To get past Belgium in the quarter-finals at the World Cup, Brazil have to do something they have not been able to do since they last won the tournament in 2002: overcome European opposition in the knockout stages.
Since beating Germany 2-0 in the 2002 World Cup final, the five-time winners have been eliminated by European sides in the three subsequent competitions.
Brazil lost to France and the Netherlands in the quarter-finals of the 2006 and 2010 World Cups and were humiliated 7-1 by Germany in the semi-finals four years ago at home.
Fortunately for the Selecao, Belgium have a poor record against South American sides at the World Cup.
Not only have Belgium never won any of their games against South American teams in the knockout stages, they haven’t even managed to score a goal.
Most recently, Belgium lost 1-0 to Argentina in the 2014 quarter-finals.
The core of that side remains in place in Russia, where Belgium have won all four of their matches, including coming back from 2-0 down to beat Japan in the round of 16 with a thrilling counter-attack in the final seconds of stoppage time.
Everyone is aware of the array of talent running through the Belgium side, from Thibaut Courtois in goal to Kevin De Bruyne in midfield and Eden Hazard and Romelu Lukaku up front.
The main questions following disappointing defeats in the 2014 World Cup and the 2016 European Championship centred on the team’s character.
That 3-2 victory over Japan was the first time a team has overcome a two-goal deficit to win outright since West Germany beat England in 1970, and the first to do it in normal time since Portugal came from three down to beat North Korea in 1966.

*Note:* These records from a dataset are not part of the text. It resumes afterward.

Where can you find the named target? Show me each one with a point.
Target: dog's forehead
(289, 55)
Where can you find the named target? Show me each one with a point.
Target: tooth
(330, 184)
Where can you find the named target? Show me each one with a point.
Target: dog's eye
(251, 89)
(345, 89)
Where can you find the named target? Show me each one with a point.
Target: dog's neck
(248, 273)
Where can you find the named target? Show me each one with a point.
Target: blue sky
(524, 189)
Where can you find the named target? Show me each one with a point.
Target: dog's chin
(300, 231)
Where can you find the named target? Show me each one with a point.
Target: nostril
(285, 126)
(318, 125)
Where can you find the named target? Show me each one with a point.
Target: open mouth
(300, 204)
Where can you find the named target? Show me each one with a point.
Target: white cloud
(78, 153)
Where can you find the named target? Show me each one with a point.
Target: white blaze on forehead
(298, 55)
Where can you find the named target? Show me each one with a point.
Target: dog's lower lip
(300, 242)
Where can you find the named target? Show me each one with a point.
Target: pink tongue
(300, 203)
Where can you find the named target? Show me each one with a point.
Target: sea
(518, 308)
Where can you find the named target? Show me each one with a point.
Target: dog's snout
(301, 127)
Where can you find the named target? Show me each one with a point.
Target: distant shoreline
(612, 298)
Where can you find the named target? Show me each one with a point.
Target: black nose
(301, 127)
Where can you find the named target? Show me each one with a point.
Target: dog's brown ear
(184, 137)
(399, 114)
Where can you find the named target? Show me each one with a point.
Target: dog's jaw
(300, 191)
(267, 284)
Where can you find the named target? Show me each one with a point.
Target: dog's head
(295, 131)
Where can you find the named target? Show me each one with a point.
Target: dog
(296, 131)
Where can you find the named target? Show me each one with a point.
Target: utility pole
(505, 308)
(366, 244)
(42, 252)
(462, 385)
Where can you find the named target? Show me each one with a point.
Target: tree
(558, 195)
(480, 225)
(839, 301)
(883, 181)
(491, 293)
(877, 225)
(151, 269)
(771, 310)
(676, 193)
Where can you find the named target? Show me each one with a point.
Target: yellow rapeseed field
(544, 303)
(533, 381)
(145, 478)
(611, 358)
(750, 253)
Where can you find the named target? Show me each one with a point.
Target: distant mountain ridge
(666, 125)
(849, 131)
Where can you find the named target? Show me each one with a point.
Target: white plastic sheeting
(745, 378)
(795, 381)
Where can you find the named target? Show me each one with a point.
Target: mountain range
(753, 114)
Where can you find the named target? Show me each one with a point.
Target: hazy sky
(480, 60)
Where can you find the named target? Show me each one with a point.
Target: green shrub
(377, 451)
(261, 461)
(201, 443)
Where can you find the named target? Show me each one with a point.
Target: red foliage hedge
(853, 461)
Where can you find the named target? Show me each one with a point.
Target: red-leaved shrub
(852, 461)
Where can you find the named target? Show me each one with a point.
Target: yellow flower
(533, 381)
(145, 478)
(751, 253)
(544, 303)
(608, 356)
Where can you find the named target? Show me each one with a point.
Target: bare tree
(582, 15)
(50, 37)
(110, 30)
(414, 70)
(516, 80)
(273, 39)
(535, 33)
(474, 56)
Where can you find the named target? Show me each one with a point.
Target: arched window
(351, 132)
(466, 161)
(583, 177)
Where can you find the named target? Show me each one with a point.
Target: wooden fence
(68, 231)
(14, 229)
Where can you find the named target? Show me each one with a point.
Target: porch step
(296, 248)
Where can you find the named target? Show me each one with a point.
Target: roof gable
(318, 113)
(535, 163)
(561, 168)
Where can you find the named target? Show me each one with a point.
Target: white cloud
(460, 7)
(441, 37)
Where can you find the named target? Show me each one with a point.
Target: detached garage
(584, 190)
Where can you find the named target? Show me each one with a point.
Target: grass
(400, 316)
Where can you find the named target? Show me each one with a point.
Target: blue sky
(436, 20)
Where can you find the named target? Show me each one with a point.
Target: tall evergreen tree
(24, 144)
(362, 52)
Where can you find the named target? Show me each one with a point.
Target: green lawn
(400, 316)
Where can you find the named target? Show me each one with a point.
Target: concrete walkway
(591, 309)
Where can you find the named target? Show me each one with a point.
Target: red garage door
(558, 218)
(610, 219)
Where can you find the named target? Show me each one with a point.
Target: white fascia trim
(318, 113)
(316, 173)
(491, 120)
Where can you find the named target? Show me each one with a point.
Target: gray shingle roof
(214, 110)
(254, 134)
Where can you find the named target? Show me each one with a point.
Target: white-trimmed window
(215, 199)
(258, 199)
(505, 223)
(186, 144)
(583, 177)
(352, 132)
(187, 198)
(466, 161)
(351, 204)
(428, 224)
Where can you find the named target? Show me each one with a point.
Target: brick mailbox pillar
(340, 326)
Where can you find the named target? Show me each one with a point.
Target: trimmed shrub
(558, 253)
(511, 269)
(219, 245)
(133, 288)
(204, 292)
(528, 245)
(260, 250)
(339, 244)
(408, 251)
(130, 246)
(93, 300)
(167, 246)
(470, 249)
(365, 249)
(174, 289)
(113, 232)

Belgium are the competition’s top scorers with 12 in their four games, with the goals spread around the team.
Lukaku has four but seven of his team-mates have scored, too.

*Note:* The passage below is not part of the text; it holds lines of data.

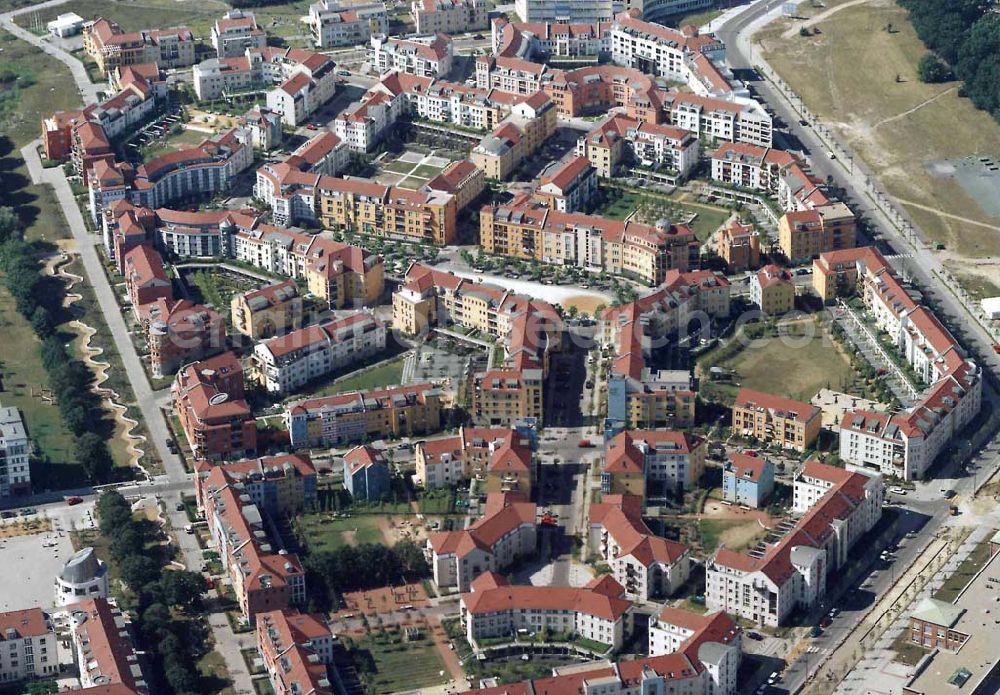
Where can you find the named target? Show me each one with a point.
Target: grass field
(323, 532)
(23, 379)
(388, 374)
(405, 666)
(707, 218)
(847, 73)
(795, 367)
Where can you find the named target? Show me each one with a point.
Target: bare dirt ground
(857, 71)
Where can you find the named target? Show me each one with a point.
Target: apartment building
(775, 172)
(366, 474)
(804, 234)
(494, 608)
(463, 180)
(190, 173)
(145, 279)
(506, 532)
(104, 649)
(343, 276)
(427, 55)
(568, 186)
(669, 460)
(792, 572)
(646, 566)
(235, 33)
(268, 311)
(774, 420)
(640, 396)
(449, 16)
(264, 127)
(398, 411)
(296, 81)
(27, 646)
(112, 47)
(542, 40)
(367, 207)
(333, 25)
(285, 364)
(522, 229)
(748, 480)
(451, 460)
(297, 649)
(905, 443)
(279, 485)
(531, 122)
(772, 289)
(583, 11)
(289, 187)
(677, 630)
(264, 578)
(739, 246)
(179, 331)
(85, 136)
(208, 397)
(681, 55)
(621, 140)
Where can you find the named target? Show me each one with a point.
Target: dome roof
(82, 567)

Though Brazil have yet to hit the heights on the attacking front, they and Uruguay have been the meanest defences in the competition, conceding just one goal apiece in four matches.

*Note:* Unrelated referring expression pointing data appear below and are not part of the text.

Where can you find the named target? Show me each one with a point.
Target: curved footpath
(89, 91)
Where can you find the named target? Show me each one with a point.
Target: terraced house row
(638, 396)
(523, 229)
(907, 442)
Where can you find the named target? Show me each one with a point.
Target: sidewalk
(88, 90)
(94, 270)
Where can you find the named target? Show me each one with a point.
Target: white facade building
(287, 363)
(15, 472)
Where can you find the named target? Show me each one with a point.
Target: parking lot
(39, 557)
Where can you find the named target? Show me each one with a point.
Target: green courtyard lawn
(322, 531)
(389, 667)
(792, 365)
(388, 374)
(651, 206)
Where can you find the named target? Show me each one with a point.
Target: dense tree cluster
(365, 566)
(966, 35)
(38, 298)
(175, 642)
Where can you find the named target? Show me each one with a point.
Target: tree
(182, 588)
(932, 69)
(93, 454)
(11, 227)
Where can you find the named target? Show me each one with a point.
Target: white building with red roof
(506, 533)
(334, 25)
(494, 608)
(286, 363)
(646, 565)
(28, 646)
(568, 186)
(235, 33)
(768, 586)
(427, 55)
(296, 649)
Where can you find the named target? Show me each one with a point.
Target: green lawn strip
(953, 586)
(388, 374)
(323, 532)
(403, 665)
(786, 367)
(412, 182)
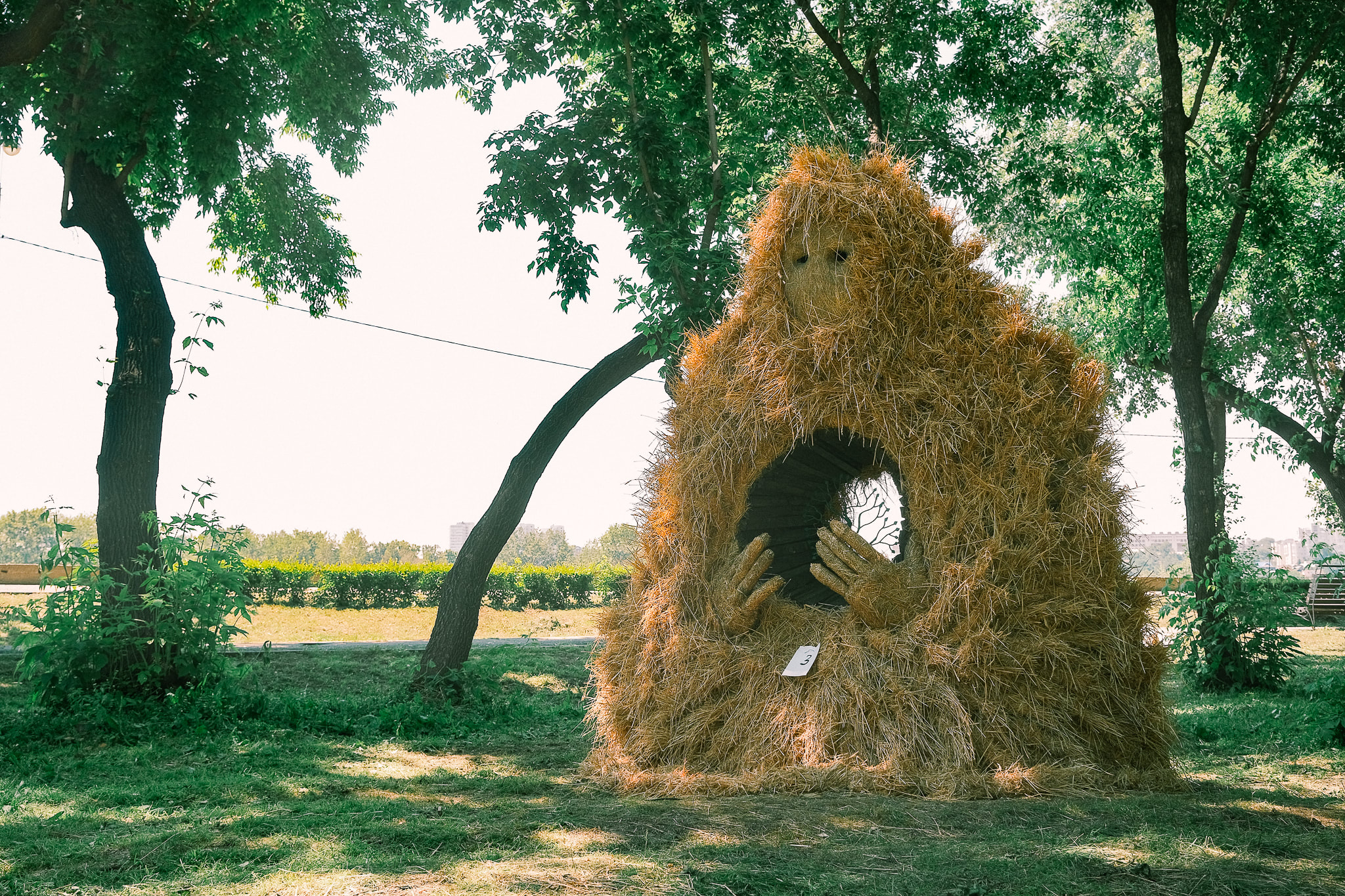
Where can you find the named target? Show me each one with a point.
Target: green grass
(341, 784)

There is a worry for Brazil heading into the Belgium match, as the team will be without midfielder Casemiro, who is suspended after picking up a second yellow card in the 2-0 win over Mexico in the round of 16.
Casemiro has provided a strong shield in front of the Brazilian defence.
One option could see Fernandinho come into the side for a role he is accustomed to playing at Manchester City.
As has been the case throughout this World Cup, Brazilian forward Neymar will likely garner much of the attention during the match, both for his skills and speed as well as his on-field theatrics.
Neymar will have to be careful not to pick up another booking as he would miss the semi-final should Brazil prevail.
Others walking a tightrope are midfielder Philippe Coutinho and defender Filipe Luis.
For Belgium, defender Jan Vertonghen and De Bruyne are carrying yellow cards as well.